Swing and a Miss: The Callisto Protocol Review
Dead Space this is not.
WACO, Texas (KWTX) -
Here we are at the final horror game release of 2022 and probably the most anticipated release for fans of survival horror for the year. The Callisto Protocol was released December 2, 2022 and was developed by Striking Distance Studios. The game was directed by Glen Shofield, who was a co-creator of the Dead Space game series. As such, many players had high expectations for this game, however I have never played a Dead Space game before, so I am going in with no nostalgia-based presumptions about the quality of this game. Is it visually impressive? Definitely. Is it fun? No. I’m Levi from Hardwired, and this game has the unfortunate circumstance of being a disappointment as I navigate a rough patch in my life.

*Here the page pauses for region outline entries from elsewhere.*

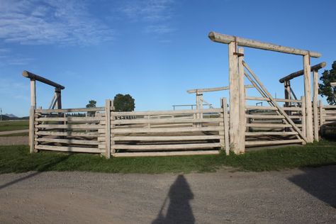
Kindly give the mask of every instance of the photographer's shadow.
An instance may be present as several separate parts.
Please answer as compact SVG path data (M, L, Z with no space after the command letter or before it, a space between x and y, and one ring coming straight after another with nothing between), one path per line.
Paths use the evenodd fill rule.
M159 214L152 224L194 223L195 218L189 204L189 201L193 198L194 194L186 179L183 175L179 175L170 187ZM168 201L169 203L164 215L163 213Z

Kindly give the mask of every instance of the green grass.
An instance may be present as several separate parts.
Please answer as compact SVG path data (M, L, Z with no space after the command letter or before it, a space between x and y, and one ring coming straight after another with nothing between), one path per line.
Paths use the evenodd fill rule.
M0 132L29 128L28 121L0 121Z
M96 155L41 152L29 154L28 146L0 146L0 174L28 171L89 171L108 173L190 173L235 170L267 171L336 164L335 142L248 152L226 156L197 155L128 157L106 159Z

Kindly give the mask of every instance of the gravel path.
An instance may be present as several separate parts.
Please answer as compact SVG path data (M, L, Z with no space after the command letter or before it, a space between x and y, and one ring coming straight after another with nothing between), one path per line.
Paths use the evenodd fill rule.
M336 166L0 175L1 223L335 223Z
M29 132L29 129L0 131L0 135L11 135L11 134L18 134L18 133L28 133L28 132Z

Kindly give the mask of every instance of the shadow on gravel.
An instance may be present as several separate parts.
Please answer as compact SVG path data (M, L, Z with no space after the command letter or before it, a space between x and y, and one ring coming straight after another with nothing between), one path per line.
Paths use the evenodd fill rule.
M152 224L162 223L194 223L191 206L189 201L194 198L186 179L183 175L179 175L175 182L170 186L169 192L166 196L157 218ZM167 208L166 215L164 211L167 201L169 206Z
M13 185L13 184L17 184L20 181L24 181L26 179L28 179L29 178L31 178L31 177L33 177L36 175L38 175L39 174L40 174L42 172L44 172L44 171L48 171L50 170L50 169L51 167L52 167L53 166L57 164L58 163L62 162L62 161L65 161L66 159L67 159L69 157L71 157L72 155L72 154L69 154L66 157L62 157L60 158L57 158L57 159L52 159L52 160L50 160L50 161L47 161L44 164L43 164L42 166L39 167L35 167L35 169L38 169L38 171L35 171L33 173L30 173L26 176L24 176L24 177L20 177L17 179L15 179L13 181L11 181L10 182L8 182L8 183L6 183L4 184L2 184L2 185L0 185L0 190L4 189L4 188L6 188L7 186L9 186L11 185Z
M336 166L301 169L305 174L289 180L320 201L336 208Z

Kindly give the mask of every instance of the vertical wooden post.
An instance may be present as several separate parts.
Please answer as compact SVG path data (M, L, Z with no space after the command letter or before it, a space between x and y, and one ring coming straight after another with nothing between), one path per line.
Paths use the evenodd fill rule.
M318 71L313 71L313 112L314 114L314 140L318 142Z
M230 146L231 150L239 154L239 80L237 56L235 55L235 43L228 44L229 89L230 89Z
M306 137L307 133L306 132L306 99L305 96L301 96L301 108L302 108L302 118L301 118L301 124L302 124L302 135Z
M322 103L322 101L320 100L318 101L318 106L319 106L319 111L320 111L320 126L319 126L319 129L320 129L320 135L322 136L323 134L323 123L324 123L324 121L323 121L323 103Z
M306 135L308 142L313 142L313 108L311 105L311 82L310 82L310 62L309 55L303 56L303 71L305 80L305 100L306 100Z
M230 141L229 141L229 121L228 113L228 102L226 98L222 98L222 108L223 108L223 125L224 125L224 147L225 149L225 154L228 155L230 154Z
M35 106L31 106L29 111L29 151L34 152L35 148Z
M30 106L36 108L36 82L30 79Z
M55 89L55 94L56 96L56 108L62 109L62 96L61 89L59 88Z
M238 48L238 85L239 85L239 128L238 148L240 153L245 152L245 86L244 84L245 72L242 61L244 60L244 48Z
M291 81L287 80L284 82L284 86L285 87L285 99L291 99ZM289 107L291 103L285 102L285 106ZM287 111L289 112L289 111ZM290 115L290 114L289 114Z
M105 142L106 155L107 159L111 157L111 100L105 101Z
M114 101L111 101L111 108L110 108L110 115L111 115L111 153L112 154L112 155L113 155L116 153L116 148L115 148L116 142L113 140L114 133L112 133L112 130L115 128L114 125L112 123L112 121L113 121L116 119L116 117L113 116L112 112L114 112Z

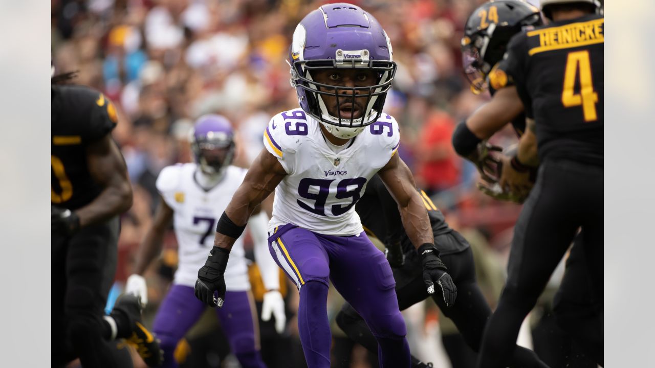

My personal life aside I give the game massive accolades for its graphics and overall performance (ON PS5...I have to specify that because apparently the game did not perform well on the PC platform). Everything is rendered in amazing visual fidelity. The motion capture that was done for the actors was spectacular. The entire game was beautiful down to even the most minute detail. The gleam in a character’s eyeballs. The sweat running down someone’s face. The scat matter that is left under your character’s fingernails after a romp through the sewer. Exceptional detail all around.
The performances of the actors in the game are top notch. The facial expressions are so lifelike, it felt like I was really watching Josh Duhamel and Karen Fukuhara on the screen and not digital recreations of them. Josh Duhamel delivers a wonderful performance as likeable protagonist Jacob. Karen Fukuhara’s character Dani was mysterious at the beginning of the game, but the character grows on you as the story unfolds. You will absolutely hate Sam Witwer’s character Captain Leon Ferris, but that’s a testament to his performance as a bad guy.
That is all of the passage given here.